October is international cybersecurity awareness month. But I would suggest that every month is cybersecurity awareness month since we should at all times be on the alert against the relentless efforts of cybercriminals to exploit whomever they can through technical or non-technical means. Of note is the increasing sophistication of social engineering attacks, as well as the millions of people now working remotely from home instead of from secured office environments due to the COVID-19 pandemic. The following basic precautions can significantly reduce your risk of becoming a victim of a cyberattack.
- Secure yourself
The easiest way for cybercriminals to get hold of your personal information, for example, your bank account details, contact lists, passwords for apps etc, is to phish for it by email, SMS or phone.
If an email does not seem right or too good to be true or requires you to click on a link or open an attachment, stop a moment to consider whether it makes sense and if it agrees with what you would expect from the sender. Always check the email address of the sender for deviations from what you would have expected it to be. If in doubt, ignore the message or ask advice from a knowledgeable source.
Apply similar, appropriate measures when you receive a suspicious SMS or phone call. Do not respond in a hurry because you are tired or under pressure, but stop to consider the validity of the message or call. Don’t be afraid to ask counter questions but refrain from becoming entangled in long, fruitless discussions. Instead, end the call and hang up.
- Secure your home network
Your Wi-Fi router is the device that you use to connect to the internet from your home. To configure it securely, you need to:
- Change the default administrator password on your router to a strong password that only you know.
- Change the default name of your Wi-Fi network (the SSID name) and set a strong password to allow only people who know this password to join your network. This password should not be the same as your administrator password.
- When the router offers you security options, select WPA2 (potentially labelled as WPA-PSK) which is the best standard for Wi-Fi network security currently available.
- Ensure that your router’s firmware is up to date using functionalities in the router software.
For advice on how to do the above, see the document ‘How to secure your personal Wi-Fi router’ on the UP website.
- Secure your computers and devices
- Use strong passwords or passcodes on all your devices. Experts advise that using a pin is more secure than using a swipe pattern, which may leave a fingerprint trail and is easier to guess than a passcode.
- Install and run an antivirus application on your device. Ensure that the virus definitions of the app are regularly updated.
- Ensure that updates to your device’s operating system are implemented as they become available.
- Have separate devices for work and leisure purposes, as typical behaviours for leisure activities and websites visited are potentially riskier than for work purposes.
- Secure your accounts
- The key to secured accounts is using strong passwords – the longer, the better.

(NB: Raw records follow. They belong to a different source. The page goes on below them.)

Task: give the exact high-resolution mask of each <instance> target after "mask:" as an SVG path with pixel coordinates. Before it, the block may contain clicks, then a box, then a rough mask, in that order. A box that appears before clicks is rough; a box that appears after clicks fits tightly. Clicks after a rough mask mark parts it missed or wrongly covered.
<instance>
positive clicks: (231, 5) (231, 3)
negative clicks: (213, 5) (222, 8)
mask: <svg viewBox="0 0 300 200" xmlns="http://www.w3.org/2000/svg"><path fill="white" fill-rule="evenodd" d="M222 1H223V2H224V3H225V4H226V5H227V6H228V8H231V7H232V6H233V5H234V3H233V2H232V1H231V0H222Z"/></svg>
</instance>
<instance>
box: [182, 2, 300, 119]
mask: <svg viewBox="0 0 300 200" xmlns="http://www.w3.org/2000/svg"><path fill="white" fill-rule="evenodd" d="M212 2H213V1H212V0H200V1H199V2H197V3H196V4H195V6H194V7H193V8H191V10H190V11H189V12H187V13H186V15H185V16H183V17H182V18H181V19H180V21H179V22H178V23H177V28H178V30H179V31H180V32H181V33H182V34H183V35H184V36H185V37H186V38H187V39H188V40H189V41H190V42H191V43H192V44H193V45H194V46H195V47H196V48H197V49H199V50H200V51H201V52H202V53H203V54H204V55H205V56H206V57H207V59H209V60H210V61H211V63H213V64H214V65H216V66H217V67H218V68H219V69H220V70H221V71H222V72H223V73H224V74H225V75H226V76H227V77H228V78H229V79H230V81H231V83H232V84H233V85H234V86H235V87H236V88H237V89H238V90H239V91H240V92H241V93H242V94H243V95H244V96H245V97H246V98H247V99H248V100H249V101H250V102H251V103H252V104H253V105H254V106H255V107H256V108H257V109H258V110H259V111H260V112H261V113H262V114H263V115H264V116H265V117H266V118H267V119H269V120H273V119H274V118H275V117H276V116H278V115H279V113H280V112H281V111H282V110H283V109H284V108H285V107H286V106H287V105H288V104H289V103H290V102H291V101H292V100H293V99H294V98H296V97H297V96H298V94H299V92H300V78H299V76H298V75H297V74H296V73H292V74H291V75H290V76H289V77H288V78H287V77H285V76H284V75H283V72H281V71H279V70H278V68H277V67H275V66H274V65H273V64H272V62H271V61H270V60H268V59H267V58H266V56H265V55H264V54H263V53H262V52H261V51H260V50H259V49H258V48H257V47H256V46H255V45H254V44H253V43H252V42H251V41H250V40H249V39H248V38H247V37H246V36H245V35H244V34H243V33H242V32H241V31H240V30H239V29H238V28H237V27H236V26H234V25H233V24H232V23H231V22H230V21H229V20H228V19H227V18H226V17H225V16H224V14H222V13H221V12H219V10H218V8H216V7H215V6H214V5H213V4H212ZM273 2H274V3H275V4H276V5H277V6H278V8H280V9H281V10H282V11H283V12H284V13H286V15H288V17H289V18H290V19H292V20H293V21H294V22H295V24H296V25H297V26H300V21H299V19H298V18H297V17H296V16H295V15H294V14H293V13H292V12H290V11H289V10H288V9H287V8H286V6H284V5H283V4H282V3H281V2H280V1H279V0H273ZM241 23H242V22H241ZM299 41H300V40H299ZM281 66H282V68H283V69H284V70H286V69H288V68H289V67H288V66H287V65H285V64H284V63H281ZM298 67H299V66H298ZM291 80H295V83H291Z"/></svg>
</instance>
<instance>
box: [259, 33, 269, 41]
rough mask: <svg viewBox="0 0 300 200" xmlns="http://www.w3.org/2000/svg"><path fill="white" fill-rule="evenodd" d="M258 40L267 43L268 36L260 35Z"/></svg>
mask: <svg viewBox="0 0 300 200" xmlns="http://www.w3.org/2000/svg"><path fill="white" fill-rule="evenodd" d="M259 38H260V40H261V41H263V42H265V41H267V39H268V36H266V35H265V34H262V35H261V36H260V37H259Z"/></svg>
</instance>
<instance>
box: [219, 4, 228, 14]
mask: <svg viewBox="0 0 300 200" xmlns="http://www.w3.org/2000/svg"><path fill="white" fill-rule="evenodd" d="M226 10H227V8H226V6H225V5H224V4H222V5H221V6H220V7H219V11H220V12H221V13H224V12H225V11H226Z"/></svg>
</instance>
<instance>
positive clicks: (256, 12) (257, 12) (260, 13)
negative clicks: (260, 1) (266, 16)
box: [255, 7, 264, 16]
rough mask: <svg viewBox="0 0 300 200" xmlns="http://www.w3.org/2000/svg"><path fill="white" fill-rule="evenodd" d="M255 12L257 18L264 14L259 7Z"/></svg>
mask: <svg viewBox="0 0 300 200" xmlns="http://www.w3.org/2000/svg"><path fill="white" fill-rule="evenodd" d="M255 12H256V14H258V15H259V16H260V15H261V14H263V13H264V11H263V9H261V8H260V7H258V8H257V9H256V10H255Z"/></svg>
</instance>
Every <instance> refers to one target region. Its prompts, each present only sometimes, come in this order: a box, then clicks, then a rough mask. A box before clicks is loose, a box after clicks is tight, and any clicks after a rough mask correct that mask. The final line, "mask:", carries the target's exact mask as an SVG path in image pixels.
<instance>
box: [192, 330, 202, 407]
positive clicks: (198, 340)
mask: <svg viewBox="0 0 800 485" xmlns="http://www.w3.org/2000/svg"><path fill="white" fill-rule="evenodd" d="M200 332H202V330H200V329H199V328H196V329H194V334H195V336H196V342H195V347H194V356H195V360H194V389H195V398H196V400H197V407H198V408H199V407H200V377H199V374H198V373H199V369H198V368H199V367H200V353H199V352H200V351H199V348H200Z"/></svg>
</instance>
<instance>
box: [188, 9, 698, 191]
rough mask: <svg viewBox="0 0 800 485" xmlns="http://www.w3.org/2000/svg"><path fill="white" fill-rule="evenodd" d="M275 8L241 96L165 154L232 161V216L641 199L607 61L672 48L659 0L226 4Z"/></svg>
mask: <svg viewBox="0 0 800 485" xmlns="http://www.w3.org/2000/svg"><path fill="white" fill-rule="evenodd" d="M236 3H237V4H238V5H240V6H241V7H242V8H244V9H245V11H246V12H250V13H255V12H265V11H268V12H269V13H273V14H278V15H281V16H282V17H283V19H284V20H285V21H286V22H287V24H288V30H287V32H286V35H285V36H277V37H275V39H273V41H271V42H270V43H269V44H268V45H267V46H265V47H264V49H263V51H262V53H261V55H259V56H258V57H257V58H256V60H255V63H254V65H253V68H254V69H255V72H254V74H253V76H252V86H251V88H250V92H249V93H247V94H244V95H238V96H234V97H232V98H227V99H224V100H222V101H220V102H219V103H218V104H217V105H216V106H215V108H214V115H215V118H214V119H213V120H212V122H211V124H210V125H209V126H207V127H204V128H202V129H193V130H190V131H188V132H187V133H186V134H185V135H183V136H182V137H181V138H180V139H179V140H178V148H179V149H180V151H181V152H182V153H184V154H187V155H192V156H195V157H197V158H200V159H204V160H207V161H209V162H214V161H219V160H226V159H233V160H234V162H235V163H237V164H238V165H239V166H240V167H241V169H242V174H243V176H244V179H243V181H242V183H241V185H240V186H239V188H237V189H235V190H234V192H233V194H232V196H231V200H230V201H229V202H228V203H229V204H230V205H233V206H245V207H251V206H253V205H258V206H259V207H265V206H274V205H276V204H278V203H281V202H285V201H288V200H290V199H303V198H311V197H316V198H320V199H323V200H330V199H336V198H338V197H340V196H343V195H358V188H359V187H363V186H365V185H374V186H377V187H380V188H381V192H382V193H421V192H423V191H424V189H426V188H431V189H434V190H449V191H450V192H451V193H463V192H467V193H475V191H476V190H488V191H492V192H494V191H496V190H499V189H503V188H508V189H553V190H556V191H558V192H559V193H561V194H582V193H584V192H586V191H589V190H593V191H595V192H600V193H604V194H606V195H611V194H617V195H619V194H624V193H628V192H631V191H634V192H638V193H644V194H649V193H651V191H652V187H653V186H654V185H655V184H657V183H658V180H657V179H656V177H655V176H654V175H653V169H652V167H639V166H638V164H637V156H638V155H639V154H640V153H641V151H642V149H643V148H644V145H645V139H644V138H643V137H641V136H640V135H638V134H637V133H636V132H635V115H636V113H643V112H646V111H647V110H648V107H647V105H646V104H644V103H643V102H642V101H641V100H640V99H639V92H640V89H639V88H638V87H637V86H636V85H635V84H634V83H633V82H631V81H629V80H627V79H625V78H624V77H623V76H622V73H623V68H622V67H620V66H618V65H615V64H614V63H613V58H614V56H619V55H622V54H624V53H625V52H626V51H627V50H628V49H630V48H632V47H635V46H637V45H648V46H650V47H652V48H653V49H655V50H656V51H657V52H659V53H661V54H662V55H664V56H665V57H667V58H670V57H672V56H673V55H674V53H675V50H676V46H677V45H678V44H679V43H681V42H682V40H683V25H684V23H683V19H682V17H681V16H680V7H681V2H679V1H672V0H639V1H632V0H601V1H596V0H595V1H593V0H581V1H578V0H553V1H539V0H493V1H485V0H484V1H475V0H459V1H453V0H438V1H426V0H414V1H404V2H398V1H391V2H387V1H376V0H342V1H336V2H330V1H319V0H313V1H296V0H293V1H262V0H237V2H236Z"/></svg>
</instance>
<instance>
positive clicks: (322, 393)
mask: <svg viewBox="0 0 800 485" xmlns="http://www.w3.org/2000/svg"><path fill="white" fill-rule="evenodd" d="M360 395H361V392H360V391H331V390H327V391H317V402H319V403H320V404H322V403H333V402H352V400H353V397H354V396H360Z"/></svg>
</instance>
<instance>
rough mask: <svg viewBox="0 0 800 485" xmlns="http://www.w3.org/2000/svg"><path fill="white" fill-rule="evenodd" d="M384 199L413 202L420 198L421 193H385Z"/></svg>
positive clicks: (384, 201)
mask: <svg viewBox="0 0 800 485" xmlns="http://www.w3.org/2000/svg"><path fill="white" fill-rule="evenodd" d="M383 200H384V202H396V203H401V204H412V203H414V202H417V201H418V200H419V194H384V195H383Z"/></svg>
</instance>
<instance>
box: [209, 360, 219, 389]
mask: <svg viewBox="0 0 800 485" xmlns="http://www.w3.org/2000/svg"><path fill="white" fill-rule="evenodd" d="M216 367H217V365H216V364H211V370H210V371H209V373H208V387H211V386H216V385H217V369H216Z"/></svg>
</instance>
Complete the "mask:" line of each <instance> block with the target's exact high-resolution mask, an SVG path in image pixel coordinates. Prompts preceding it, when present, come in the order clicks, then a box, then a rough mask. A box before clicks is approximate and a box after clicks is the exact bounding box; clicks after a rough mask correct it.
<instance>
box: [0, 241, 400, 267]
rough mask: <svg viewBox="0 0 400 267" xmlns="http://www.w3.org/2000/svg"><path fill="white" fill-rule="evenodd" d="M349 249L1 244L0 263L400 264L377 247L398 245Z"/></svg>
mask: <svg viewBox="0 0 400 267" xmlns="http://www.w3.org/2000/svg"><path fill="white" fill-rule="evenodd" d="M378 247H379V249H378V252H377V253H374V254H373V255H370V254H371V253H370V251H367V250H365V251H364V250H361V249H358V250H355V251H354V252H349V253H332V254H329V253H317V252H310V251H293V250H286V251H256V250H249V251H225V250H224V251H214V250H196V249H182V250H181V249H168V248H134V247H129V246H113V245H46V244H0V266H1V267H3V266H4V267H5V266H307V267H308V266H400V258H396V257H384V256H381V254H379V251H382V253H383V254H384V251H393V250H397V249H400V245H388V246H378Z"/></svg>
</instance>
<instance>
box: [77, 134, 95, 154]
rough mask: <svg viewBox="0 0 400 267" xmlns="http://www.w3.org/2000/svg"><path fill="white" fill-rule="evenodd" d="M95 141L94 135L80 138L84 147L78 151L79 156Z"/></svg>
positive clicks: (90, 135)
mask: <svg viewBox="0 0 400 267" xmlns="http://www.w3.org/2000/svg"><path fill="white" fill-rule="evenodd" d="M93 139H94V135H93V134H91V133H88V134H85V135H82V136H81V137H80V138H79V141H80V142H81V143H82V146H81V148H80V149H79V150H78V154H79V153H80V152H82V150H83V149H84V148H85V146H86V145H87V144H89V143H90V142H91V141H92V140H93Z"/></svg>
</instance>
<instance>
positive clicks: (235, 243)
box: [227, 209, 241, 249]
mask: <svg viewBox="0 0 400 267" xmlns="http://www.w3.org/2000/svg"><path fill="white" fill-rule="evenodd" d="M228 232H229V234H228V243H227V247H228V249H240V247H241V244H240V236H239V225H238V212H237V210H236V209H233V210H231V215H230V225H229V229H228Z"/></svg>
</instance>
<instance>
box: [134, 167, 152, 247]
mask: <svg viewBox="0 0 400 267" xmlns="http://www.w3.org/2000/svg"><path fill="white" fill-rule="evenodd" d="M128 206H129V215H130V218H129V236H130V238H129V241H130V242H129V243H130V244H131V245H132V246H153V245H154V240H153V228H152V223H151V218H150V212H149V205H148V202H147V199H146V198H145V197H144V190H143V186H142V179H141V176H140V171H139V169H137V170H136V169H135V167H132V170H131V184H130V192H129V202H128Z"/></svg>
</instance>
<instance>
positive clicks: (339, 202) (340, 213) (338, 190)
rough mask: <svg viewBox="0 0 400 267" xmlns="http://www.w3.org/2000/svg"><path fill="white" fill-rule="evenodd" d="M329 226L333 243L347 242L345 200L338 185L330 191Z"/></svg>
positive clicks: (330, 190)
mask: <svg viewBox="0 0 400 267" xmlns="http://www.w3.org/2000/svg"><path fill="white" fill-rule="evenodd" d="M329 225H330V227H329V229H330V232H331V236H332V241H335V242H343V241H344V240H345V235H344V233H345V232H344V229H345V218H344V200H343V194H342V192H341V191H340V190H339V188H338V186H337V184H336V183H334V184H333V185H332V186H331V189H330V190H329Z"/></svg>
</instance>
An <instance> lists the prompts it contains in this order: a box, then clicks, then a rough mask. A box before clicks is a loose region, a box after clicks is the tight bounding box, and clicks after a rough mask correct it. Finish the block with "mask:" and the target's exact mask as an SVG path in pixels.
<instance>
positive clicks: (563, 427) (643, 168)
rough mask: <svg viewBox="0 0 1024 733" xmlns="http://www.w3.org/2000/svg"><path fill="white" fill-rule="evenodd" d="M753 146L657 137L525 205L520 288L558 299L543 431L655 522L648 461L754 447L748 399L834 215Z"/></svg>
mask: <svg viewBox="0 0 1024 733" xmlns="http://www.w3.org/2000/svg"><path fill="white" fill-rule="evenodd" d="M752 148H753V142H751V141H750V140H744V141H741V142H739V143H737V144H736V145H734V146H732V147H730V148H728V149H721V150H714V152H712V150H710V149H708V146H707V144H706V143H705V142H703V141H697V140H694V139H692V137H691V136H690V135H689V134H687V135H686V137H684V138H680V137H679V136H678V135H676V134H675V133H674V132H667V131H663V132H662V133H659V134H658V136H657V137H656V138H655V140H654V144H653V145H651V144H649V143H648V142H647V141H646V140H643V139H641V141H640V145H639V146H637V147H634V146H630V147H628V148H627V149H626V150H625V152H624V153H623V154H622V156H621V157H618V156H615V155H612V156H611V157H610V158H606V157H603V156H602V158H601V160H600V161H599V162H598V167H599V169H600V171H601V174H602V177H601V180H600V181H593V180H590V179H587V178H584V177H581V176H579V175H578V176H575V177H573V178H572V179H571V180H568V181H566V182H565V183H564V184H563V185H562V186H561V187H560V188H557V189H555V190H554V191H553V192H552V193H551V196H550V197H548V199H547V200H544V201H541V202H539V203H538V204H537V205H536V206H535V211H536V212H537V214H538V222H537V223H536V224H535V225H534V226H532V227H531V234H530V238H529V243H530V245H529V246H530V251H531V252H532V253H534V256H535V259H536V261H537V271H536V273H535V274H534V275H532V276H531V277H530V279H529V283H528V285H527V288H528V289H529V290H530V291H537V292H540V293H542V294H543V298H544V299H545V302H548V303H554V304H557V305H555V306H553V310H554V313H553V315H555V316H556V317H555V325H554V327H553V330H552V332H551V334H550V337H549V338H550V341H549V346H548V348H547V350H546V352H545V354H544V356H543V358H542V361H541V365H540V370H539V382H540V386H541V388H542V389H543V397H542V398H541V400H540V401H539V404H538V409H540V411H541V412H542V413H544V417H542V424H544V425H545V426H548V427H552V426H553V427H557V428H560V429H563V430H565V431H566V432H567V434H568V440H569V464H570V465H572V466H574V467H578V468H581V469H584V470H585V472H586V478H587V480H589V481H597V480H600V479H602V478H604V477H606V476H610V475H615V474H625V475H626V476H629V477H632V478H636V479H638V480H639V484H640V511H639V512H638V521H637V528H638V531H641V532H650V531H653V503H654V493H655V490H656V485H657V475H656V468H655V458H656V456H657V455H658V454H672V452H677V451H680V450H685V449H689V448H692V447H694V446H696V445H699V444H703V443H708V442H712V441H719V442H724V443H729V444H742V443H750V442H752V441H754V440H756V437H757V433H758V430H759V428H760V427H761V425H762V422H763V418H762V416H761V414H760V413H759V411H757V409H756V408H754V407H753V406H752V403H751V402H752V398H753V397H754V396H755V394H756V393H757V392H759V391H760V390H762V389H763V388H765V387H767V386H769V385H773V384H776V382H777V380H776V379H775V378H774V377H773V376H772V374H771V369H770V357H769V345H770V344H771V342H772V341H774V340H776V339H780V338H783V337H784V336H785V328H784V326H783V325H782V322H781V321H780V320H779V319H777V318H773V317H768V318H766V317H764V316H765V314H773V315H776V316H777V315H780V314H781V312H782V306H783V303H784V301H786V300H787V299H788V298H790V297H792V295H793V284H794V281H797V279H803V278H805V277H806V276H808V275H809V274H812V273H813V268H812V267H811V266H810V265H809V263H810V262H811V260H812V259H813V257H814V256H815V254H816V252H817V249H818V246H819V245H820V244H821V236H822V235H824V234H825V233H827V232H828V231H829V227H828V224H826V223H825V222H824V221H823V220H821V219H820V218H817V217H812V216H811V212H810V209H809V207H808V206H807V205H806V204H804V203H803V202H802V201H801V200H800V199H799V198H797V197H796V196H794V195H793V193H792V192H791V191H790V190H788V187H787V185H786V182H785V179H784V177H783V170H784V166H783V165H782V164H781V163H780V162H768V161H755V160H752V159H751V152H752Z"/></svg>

Keep away from commonly used passwords, which can be found on the internet by searching for ‘the most used passwords’ or ‘the most hacked passwords’.
- Use different passwords for different sites and use a password manager to keep track of these.
- Use two-factor authentication whenever possible. This adds another level of security and uses a PIN, your fingerprint, face or another factor, in combination with your password for identification.
- Secure your data
Cybercriminals are increasing their attempts to spread ransomware and doing it using very sophisticated methods and tools. When a device is infected with ransomware, all data on the device are encrypted. The user of the device is promised a decryption key on payment of a substantial ransom. However, there is no guarantee that the criminals will keep their side of the agreement.
The only sure way to prevent having to pay the ransom or losing all your data is when you have a recent backup of your data available. Making regular backups of your data will also prevent data losses due to failure of storage devices, accidental deletion of files and loss or theft of a device.